Sementara itu, Head of Customer Engagement di PT Bank Jago Tbk (ARTO), Lena Chow, menekankan bahwa kendati potensi pasar perbankan digital di Indonesia masih sangat besar, tantangan yang dihadapi industri ini juga cukup kompleks. Salah satunya adalah bagaimana bank digital memperluas penetrasi kepada masyarakat.
“Kunci utama untuk memperluas penetrasi ini adalah dengan memperbanyak pengguna ponsel pintar terlebih dahulu," jelasnya.
Berdasarkan data Badan Pusat Statistik pada 2022, pengguna ponsel pintar di Indonesia baru sebanyak 192,15 juta orang atau 67,8 persen dari total populasi. Dari jumlah itu pun, kata Lena, belum semua pengguna ponsel pintar sudah memiliki kebutuhan perbankan digital.
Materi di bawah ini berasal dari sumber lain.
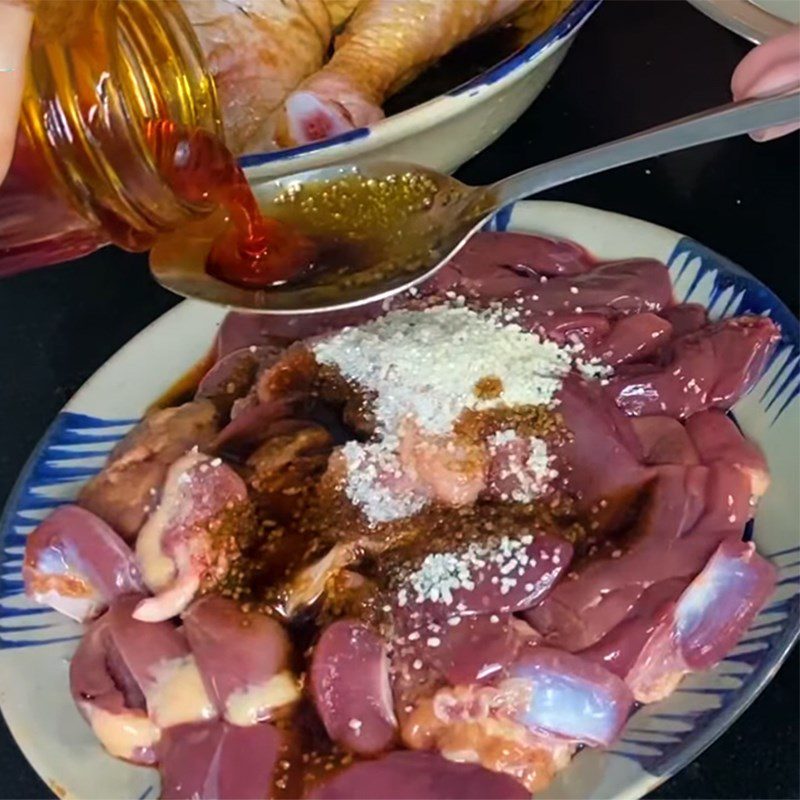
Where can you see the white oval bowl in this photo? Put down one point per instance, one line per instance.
(448, 130)
(36, 644)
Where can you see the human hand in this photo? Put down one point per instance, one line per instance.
(770, 68)
(15, 32)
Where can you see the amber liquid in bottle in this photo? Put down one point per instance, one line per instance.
(120, 141)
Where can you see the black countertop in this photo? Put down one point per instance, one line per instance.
(635, 64)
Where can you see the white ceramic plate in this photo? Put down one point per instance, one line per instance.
(36, 644)
(755, 20)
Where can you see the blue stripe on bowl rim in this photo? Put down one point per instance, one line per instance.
(577, 13)
(656, 745)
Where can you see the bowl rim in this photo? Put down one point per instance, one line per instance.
(502, 73)
(82, 403)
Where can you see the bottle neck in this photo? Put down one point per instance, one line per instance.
(93, 86)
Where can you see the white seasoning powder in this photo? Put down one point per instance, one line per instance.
(441, 574)
(531, 475)
(426, 364)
Kebutuhan itu baru akan muncul jika masyarakat sudah mulai merasa nyaman dengan internet dan memiliki kebiasaan melakukan transaksi keuangan digital.
“Karena itu, kehadiran bank digital sebetulnya bisa turut membantu meningkatkan literasi keuangan masyarakat Indonesia,” ujar Lena.
Hal tersebut bisa jadi peluang bagi perusahaan bank digital, terlebih hampir 50 persen masyarakat Indonesia belum menjadi nasabah bank, baik digital maupun konvensional.
“Kehadiran bank digital bisa mendorong peningkatan jumlah masyarakat yang terlayani oleh perbankan. Sifat bank digital yang fleksibel dan produk yang beragam juga bisa turut meningkatkan literasi keuangan masyarakat,” ujar Lena.
“Masyarakat bisa tahu bahwa layanan bank bukan hanya untuk menyimpan uang, tapi juga untuk memperoleh pembiayaan, investasi, dan lainnya.”
Menurut Lena, bank digital bisa memanfaatkan peluang dari kondisi tersebut dengan menyediakan ekosistem layanan menyeluruh bagi konsumennya.
“Selain untuk kebutuhan penyimpanan uang dan pembiayaan, bank digital juga bisa menjadi semacam alat mengelola keuangan yang bisa dimanfaatkan masyarakat. Layanan semacam ini yang pada akhirnya bisa membuat nasabah bank digital mendapatkan pengalaman menyeluruh dan bisa menjadi nasabah loyal," tukasnya.